Miscellaneous input parameters
A fast and precise DFT wavelet code
(Redirected from Input.perf)
This file is used to specify values in order to optimize the performance of BigDFT. If this file does not exist, default values are used. On the contrary to other BigDFT input files, this file has optional key / value entries. The keywords are not case sensitive. This file is named input.perf.
Example
debug F Debug option fftcache 8192 Cache size for the FFT accel NO Acceleration (NO, CUDAGPU, OCLGPU, OCLCPU, OCLACC) OCL_platform Chosen OCL platform OCL_devices Chosen OCL devices blas F CUBLAS acceleration projrad 1.50E+01 Radius of the projector as a function of the maxrad exctxpar OP2P Exact exchange parallelisation scheme ig_diag T Input guess: (T:Direct, F:Iterative) diag. of Ham. ig_norbp 5 Input guess: Orbitals per process for iterative diag. ig_blocks 300 800 Input guess: Block sizes for orthonormalisation ig_tol 1.00E-04 Input guess: Tolerance criterion methortho 0 Orthogonalisation (0=Cholesky,1=GS/Chol,2=Loewdin) rho_commun DEF Density communication scheme (DBL, RSC, MIX) psolver_groupsize 0 Size of Poisson Solver taskgroups (0=nproc) psolver_accel 0 Acceleration of the Poisson Solver (0=none, 1=CUDA) unblock_comms OFF Overlap Communications of fields (OFF,DEN,POT) linear OFF Linear Input Guess approach (OFF, LIG, FUL, TMO) tolsym 1.00E-08 Tolerance for symmetry detection signaling F Expose calculation results on Network signalTimeout 0 Time out on startup for signal connection domain Domain to add to the hostname to find the IP inguess_geopt 0 0= wavlet input guess, 1= real space input guess store_index T linear scaling: store indices or recalculate them verbosity 2 verbosity of the output 0=low, 3=high outdir . Writing directory psp_onfly T Calculate pseudopotential projectors on the fly pdsyev_blocksize -8 SCALAPACK linear scaling blocksize pdgemm_blocksize -8 SCALAPACK linear scaling blocksize maxproc_pdsyev 4 SCALAPACK linear scaling max num procs maxproc_pdgemm 4 SCALAPACK linear scaling max num procs ef_interpol_det 1.00E-20 FOE: max determinant of cubic interpolation matrix ef_interpol_chargediff 1.0E1 FOE: max charge difference for interpolation mixing_after_inputguess T mixing step after linear input guess (T/F) iterative_orthogonalization F iterative_orthogonalization for input guess orbitals
Entry descriptions
This is the only input file with no mandatory lines. Only provided values are taken into account.

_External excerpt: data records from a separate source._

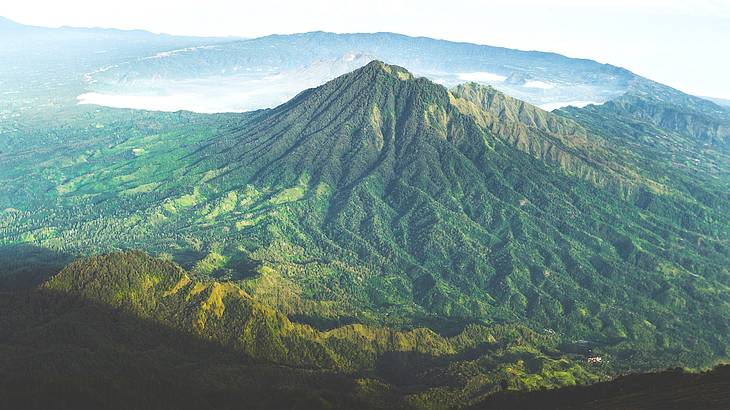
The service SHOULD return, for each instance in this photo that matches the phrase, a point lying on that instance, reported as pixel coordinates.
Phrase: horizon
(647, 44)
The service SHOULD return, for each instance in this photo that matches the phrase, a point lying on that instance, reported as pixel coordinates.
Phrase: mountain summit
(381, 197)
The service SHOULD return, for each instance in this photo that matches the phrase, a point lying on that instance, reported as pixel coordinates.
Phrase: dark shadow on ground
(64, 352)
(26, 266)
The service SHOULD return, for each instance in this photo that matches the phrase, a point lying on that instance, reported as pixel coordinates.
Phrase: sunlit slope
(383, 198)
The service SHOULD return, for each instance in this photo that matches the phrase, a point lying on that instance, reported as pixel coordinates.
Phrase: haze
(662, 40)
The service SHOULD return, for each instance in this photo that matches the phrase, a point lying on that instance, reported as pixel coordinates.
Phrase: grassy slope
(377, 198)
(126, 303)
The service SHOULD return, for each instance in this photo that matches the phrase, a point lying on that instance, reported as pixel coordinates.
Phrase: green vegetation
(438, 245)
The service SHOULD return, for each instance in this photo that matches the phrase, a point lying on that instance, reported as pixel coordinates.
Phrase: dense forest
(377, 241)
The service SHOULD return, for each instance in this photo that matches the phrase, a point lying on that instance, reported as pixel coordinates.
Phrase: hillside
(671, 389)
(125, 330)
(229, 75)
(113, 329)
(380, 198)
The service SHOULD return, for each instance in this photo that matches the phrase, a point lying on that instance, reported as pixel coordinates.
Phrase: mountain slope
(672, 389)
(113, 304)
(242, 66)
(378, 198)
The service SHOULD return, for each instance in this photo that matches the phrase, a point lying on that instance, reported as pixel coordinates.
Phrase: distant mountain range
(376, 240)
(258, 65)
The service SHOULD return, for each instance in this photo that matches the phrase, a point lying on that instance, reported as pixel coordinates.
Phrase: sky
(682, 43)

- ’debug’ T/F: The debug mode is enable mainly for memory profiling.
- ’fftcache’ ncache_size: Specify the cache size for FFT in kBytes.
- ’accel’ NO/CUDAGPU/OCLGPU: Specify the use of CUDA (resp. OCL) versions of various subroutines. For CUDA, a ’GPU.config’ file is needed.
- ’blas’ T/F: Use or not the CUBlas acceleration.
- ’projrad’ real: Radius of the projector region as a function of the maxrad. Reducing this value allows a faster treatment of the pseudopotentials separable part. Care must be taken that the nonlocal energy component remains sufficiently precise. (Search the output for Enl.)
- ’exctxpar’ key: Exact exchange parallelisation scheme.
- ’ig_diag’ T/F: Input guess: (T:Direct, F:Iterative) diagonalisation of Hamiltonian.
- ’ig_norbp’ int: Input guess: Orbitals per process for iterative diagonalisation.
- ’ig_blocks’ int int: Input guess: Block sizes for orthonormalisation.
- ’ig_tol’ real: Input guess: Tolerance criterion.
- ’methortho’ key: Orthogonalisation (0=Cholesky,1=GS/Chol,2=Loewdin).
- ’rho_commun’ key: Density communication scheme. The option MIX can lead to considerable speedups, but it is supported only for free boundary conditions and implies small deviations. (Search the output for Electronic charge changed by rho compression.)
- ’inguess_geopt’ int: When this is set to 1, a real space grid is transformed along with the atomic coordinates that allows a more efficient input guess for the wavefunctions during a geometry optimization, but only for free boundary conditions. The default (0) uses the wavelet coefficients of the previous geometry step.
- ’verbosity’ int: Determines the amount of output from little (0) to detailed (3), 2 by default.
- ’psp_onfly’ T/F: Switch on the once-and-for-all strategy for calculating the PSP projectors, which is faster but more memory demanding (considered by memguess). The default is on-the-fly strategy (T).